Also called a bot or an interactive agent, a chatbot is an artificial intelligence system that uses natural language processing capabilities to carry on a conversation. Today, the most recognizable examples of chatbots are Apple's Siri, Microsoft's Cortana and Amazon's Alexa. However, many different organizations are investing in chatbot technology, and many websites now feature chatbots that can answer technical support questions, help guide customers through a sales process or interact with customers in other ways.
Ideally, a chatbot would be able to answer customers questions as well as a human being could, but so far, chatbot technology is falling short of that mark.
Data mining is all about looking for patterns in a set of data. It identifies correlations and trends that might otherwise go unnoticed. For example, if a data mining application were given Walmart's sales data, it might discover that people in the South prefer certain brands of chips or that during the month of October people will buy anything with "pumpkin spice" in the product name.
Data mining tools don't necessarily have to include machine learning or deep learning capabilities, but today's most advanced data mining software generally does have these features built in.
Natural Language Processing
Natural language processing is an area of artificial intelligence related to understanding and generating speech the way humans usually use it. Computers have always been able to understand programming languages, but understanding regular English or Chinese is much more complicated.
You have probably experienced the evolution of natural language processing with your own use of search engines. In the early days of the Internet, users typed Boolean operators to help them search for keywords. So if you were looking for a slideshow like this one, you might have typed "'artificial intelligence' OR 'machine learning' AND 'terms'" into the search engine. Today, search engines have much better natural language processing capabilities, so you can just type "What is artificial intelligence?" to get a definition, as well as links to resources.

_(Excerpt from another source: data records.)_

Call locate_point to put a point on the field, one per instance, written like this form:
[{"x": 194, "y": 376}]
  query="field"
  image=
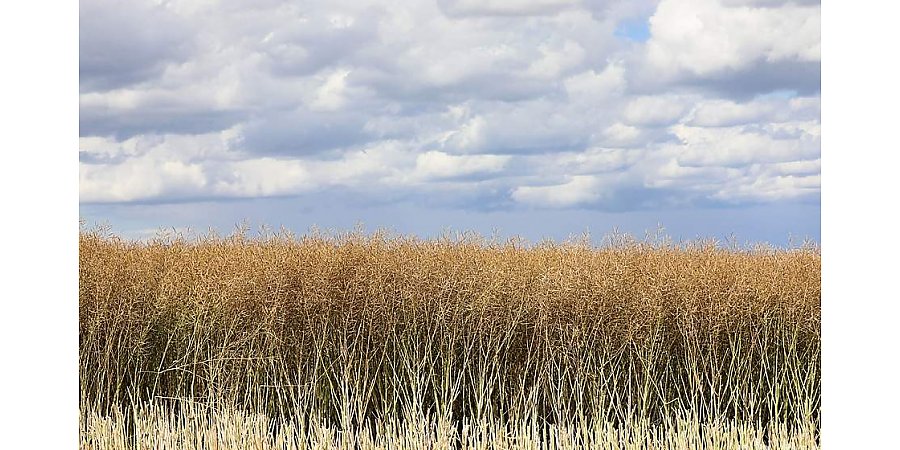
[{"x": 375, "y": 341}]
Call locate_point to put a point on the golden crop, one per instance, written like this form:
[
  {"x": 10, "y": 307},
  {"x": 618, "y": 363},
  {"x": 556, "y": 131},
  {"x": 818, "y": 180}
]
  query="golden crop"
[{"x": 390, "y": 342}]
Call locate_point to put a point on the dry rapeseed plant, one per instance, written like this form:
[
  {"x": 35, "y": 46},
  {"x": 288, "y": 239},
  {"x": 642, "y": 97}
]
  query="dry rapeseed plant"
[{"x": 390, "y": 342}]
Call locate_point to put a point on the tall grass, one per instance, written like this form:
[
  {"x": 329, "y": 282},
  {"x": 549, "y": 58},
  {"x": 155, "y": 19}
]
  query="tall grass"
[{"x": 358, "y": 341}]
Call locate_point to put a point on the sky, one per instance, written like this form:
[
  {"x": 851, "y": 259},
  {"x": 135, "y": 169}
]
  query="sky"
[{"x": 540, "y": 118}]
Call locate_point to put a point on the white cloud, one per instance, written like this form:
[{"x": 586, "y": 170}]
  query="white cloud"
[
  {"x": 580, "y": 189},
  {"x": 654, "y": 111},
  {"x": 738, "y": 146},
  {"x": 505, "y": 7},
  {"x": 590, "y": 86},
  {"x": 508, "y": 103},
  {"x": 437, "y": 165},
  {"x": 702, "y": 37}
]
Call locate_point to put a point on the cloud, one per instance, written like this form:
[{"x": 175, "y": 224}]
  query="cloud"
[
  {"x": 439, "y": 165},
  {"x": 580, "y": 189},
  {"x": 705, "y": 41},
  {"x": 121, "y": 43},
  {"x": 478, "y": 106},
  {"x": 504, "y": 7}
]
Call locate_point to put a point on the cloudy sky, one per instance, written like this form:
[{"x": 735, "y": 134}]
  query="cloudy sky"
[{"x": 542, "y": 118}]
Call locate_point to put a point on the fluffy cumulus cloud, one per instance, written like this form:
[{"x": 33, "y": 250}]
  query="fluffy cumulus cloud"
[{"x": 499, "y": 105}]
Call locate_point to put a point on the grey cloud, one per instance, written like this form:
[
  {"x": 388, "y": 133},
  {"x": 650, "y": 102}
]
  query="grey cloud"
[
  {"x": 123, "y": 43},
  {"x": 464, "y": 8},
  {"x": 769, "y": 3},
  {"x": 162, "y": 119},
  {"x": 804, "y": 77},
  {"x": 762, "y": 77},
  {"x": 303, "y": 132}
]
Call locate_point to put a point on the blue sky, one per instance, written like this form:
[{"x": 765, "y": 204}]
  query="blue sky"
[{"x": 539, "y": 118}]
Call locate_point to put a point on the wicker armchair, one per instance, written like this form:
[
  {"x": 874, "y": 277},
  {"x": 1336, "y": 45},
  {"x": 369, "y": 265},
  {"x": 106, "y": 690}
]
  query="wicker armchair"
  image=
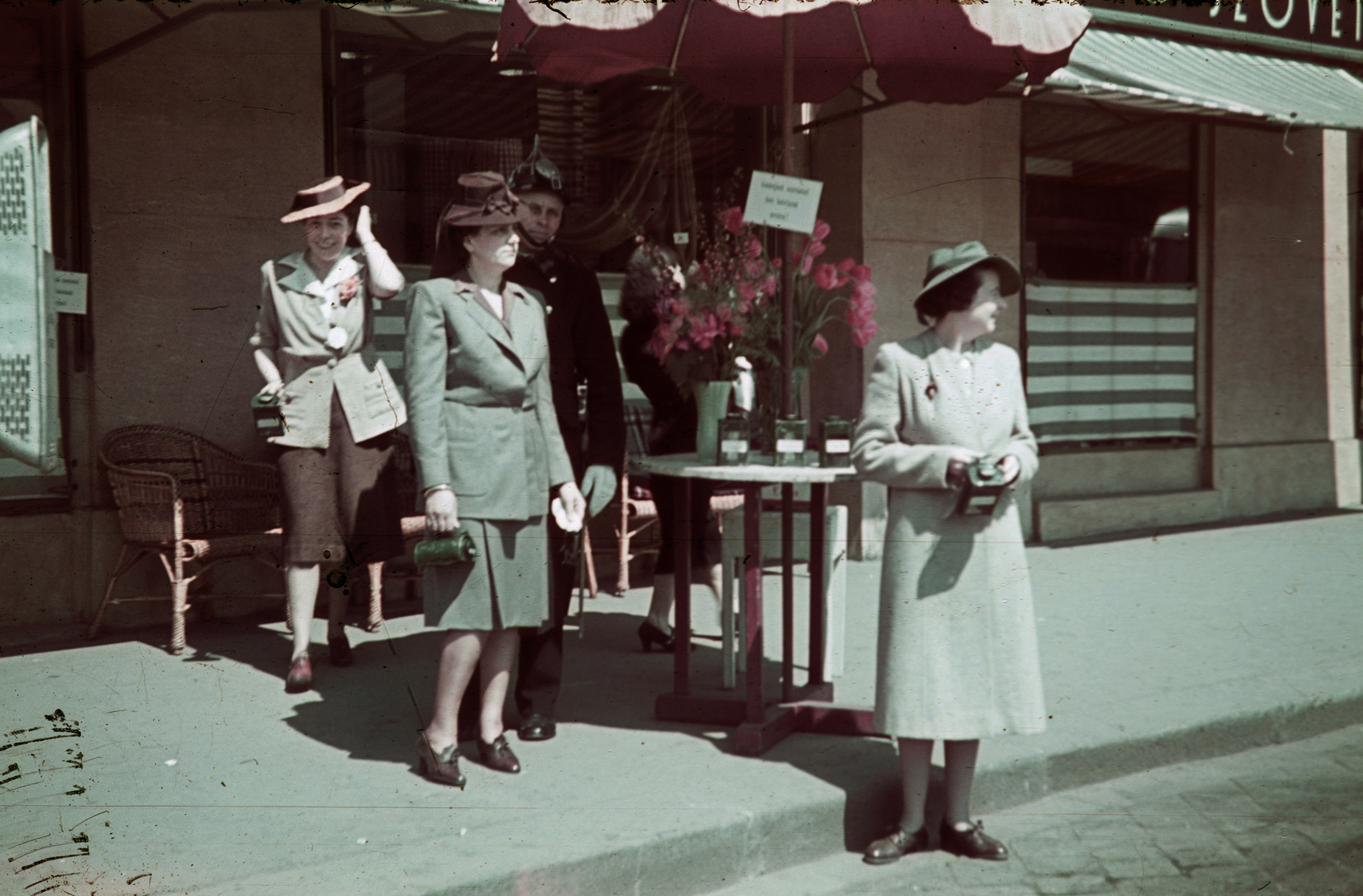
[{"x": 190, "y": 503}]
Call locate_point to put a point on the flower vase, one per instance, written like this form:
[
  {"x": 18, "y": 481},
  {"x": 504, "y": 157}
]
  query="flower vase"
[
  {"x": 712, "y": 402},
  {"x": 769, "y": 400}
]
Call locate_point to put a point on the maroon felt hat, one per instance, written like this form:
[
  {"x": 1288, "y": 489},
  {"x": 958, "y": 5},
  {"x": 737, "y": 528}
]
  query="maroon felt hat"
[{"x": 483, "y": 199}]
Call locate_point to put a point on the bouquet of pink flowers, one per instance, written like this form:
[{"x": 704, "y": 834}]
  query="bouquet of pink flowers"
[
  {"x": 818, "y": 298},
  {"x": 704, "y": 312}
]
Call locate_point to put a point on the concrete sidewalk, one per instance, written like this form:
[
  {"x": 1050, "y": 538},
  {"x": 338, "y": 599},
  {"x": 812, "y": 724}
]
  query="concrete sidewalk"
[{"x": 199, "y": 775}]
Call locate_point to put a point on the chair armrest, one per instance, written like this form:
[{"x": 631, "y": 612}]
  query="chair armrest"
[{"x": 147, "y": 502}]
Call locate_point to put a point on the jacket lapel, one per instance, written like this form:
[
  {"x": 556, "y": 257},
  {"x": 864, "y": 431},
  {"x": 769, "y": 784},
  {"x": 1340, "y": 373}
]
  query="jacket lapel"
[
  {"x": 481, "y": 316},
  {"x": 292, "y": 271},
  {"x": 528, "y": 345}
]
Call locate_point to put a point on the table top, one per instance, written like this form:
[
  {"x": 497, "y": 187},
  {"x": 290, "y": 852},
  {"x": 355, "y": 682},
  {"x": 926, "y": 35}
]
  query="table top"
[{"x": 688, "y": 468}]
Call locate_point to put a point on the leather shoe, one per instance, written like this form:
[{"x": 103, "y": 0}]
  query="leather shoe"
[
  {"x": 972, "y": 843},
  {"x": 538, "y": 727},
  {"x": 340, "y": 650},
  {"x": 896, "y": 846},
  {"x": 497, "y": 756},
  {"x": 300, "y": 675},
  {"x": 442, "y": 768}
]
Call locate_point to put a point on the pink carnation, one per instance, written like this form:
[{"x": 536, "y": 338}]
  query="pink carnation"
[
  {"x": 860, "y": 312},
  {"x": 865, "y": 334},
  {"x": 733, "y": 220},
  {"x": 826, "y": 277}
]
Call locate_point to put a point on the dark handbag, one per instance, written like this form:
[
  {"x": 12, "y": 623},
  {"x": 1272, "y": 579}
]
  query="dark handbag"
[
  {"x": 454, "y": 549},
  {"x": 981, "y": 488}
]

Today, nearly all companies are running analytics on their big data. Predictive analytics is a particular type of analytics that seeks to tell users what's going to happen next. For example, you might feed a predictive analytics system 10 years of sales data from your company and then ask it to forecast your sales for next quarter given the current trends.
Today's predictive analytics systems usually incorporate data mining and machine learning capabilities, and often can viewed as a step toward artificial intelligence. They rely on algorithms to help them process data and determine likely future events.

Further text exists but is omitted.